Tengoklah, bagaimana dalam seni tari dan seni rupa hari ini: dari olah gerak, olah rupa, olah garis, bentuk dan warna mengerut menjadi eksplorasi tubuh belaka (Yoko Ono, Vito Acconci). Atau musik: dari olah nada, olah harmoni, dinamik, dan ritme menjadi olah bunyi yang berujung pada olah sunyi (John Cage). Teater dari olah cerita, olah jiwa, olah kata, menjadi sekadar gerak keliaran rasa (Antonin Artaud). Begitupun film menghapus gambarnya sendiri menjadi tayangan seluloid kosong (Nam Jun Paik). Dengan demikian seni menjadi perkara esensi, atau dari sudut bentuk menjadi "minimalis". Sehingga pada giliran selanjutnya yang penting adalah "konsep" itu sendiri.
Kalaupun ada yang dianggap penting dalam seni kontemporer barangkali adalah intensionalitas, yang bisa bersifat konseptual-filsafati, sekadar menggedor sensasi, memancing partisipasi, membongkar kecenderungan bawah-sadar, merayakan fantasi, bermain dengan ironi, sekadar parodi, pastiche, dan sebagainya.
Karena itu, pertunjukan Bizarre on Stage pada dasarnya adalah sebuah ruang dan waktu di mana keganjilan dalam kehidupan sehari-hari coba dibaca dan diproduksi ulang secara estetis sebagai tontonan. Sekaligus menjadi parodi untuk panggung pertunjukan lain dan event-event seni internasional lain. Kendati parodi di sini tidaklah serta merta berarti ejekan melainkan lebih kepada ajakan untuk bersama-sama menimbang kembali konsep dan hakikat seni kontemporer pasca avantgardisme itu. Di mana tendensi kritis-dekonstruktif bermunculan dengan kecenderungan bermain-main dan pencampuradukan segala konsep dan bahan, seraya menekankan aspek ‘keperistiwaan’.

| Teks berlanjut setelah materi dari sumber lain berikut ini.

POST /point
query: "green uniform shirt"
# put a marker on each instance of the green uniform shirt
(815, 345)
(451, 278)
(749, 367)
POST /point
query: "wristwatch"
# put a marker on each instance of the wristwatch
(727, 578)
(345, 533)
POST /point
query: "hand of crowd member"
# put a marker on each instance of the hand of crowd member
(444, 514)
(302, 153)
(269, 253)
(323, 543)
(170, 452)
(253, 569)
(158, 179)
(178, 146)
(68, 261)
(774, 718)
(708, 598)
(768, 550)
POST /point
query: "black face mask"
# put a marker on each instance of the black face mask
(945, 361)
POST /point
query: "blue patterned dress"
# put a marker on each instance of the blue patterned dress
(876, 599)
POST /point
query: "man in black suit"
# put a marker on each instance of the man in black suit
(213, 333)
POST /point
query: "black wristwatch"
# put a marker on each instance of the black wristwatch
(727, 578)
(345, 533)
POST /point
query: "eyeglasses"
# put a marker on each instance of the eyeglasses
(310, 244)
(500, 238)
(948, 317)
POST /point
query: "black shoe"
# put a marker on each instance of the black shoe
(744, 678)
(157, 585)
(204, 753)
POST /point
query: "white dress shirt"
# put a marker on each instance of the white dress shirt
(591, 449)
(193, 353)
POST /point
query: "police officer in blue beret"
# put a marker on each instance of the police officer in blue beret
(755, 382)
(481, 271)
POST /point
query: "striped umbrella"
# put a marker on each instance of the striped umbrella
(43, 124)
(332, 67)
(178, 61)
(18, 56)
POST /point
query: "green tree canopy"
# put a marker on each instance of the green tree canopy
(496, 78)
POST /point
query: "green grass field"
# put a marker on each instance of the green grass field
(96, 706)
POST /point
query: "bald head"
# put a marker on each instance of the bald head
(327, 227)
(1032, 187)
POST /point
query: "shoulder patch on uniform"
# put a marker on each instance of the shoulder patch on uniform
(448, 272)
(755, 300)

Seperti apa saja sesungguhnya karya-karya yang ditawarkan dalam pertunjukan Bizarre on Stage?
Mari kita mencoba mengapresiasi pergulatan para artis dalam event yang berlangsung dua hari, 15-16 Maret 2012 di Auditorium Teater Institut Seni Indonesia (ISI) Yogyakarta dan dibuka dengan Electronic Music oleh DJ Mateu B (Day #1) dan Sneaker DJ (Day #2) ini:
Sambutan ganjil ala si Tangan Reget
Aroma ganjil yang kental sudah terasa sejak Anda memasuki gedung pementasan di mana Tangan Reget (Graphic Art & Installation) mencoba meredesain pintu masuk Auditorium Teater ISI Yogyakarta dengan tempelan koran di semua dinding, atap, dan lantainya. Instalasi karya komunitas seni grafis ISI ini selain hendak menyampaikan kritik terhadap gedung-gedung pertunjukan Indonesia yang sering terkesan megah dari luar tapi melompong di dalam, juga berusaha mengingatkan kita kalau keganjilan memang merupakan bagian yang tak terpisahkan dari kehidupan kita sehari-hari—begitu dekat dan berseliweran di sekitar kita.
Di mana melalui berita-berita di surat kabar, majalah, media online, dan televisi misalnya, setiap hari kita diserbu oleh beragam peristiwa ganjil, ajaib dan tak masuk di akal, bahkan sebagian di antaranya mengerikan: lihat saja di Makassar seorang ibu tega mengancam anak balitanya dengan pisau dapur gara-gara cemburu pada sang suami, atau bayangkan saja bagaimana di jaman modern ini masih ada manusia memakan daging manusia seperti Soemanto, sampai pada kasus-kasus anyar yang ironis-menggelikan seperti kasus Nunun Nurbaity tersangka korupsi yang divonis oleh dokter menderita penyakit lupa ingatan.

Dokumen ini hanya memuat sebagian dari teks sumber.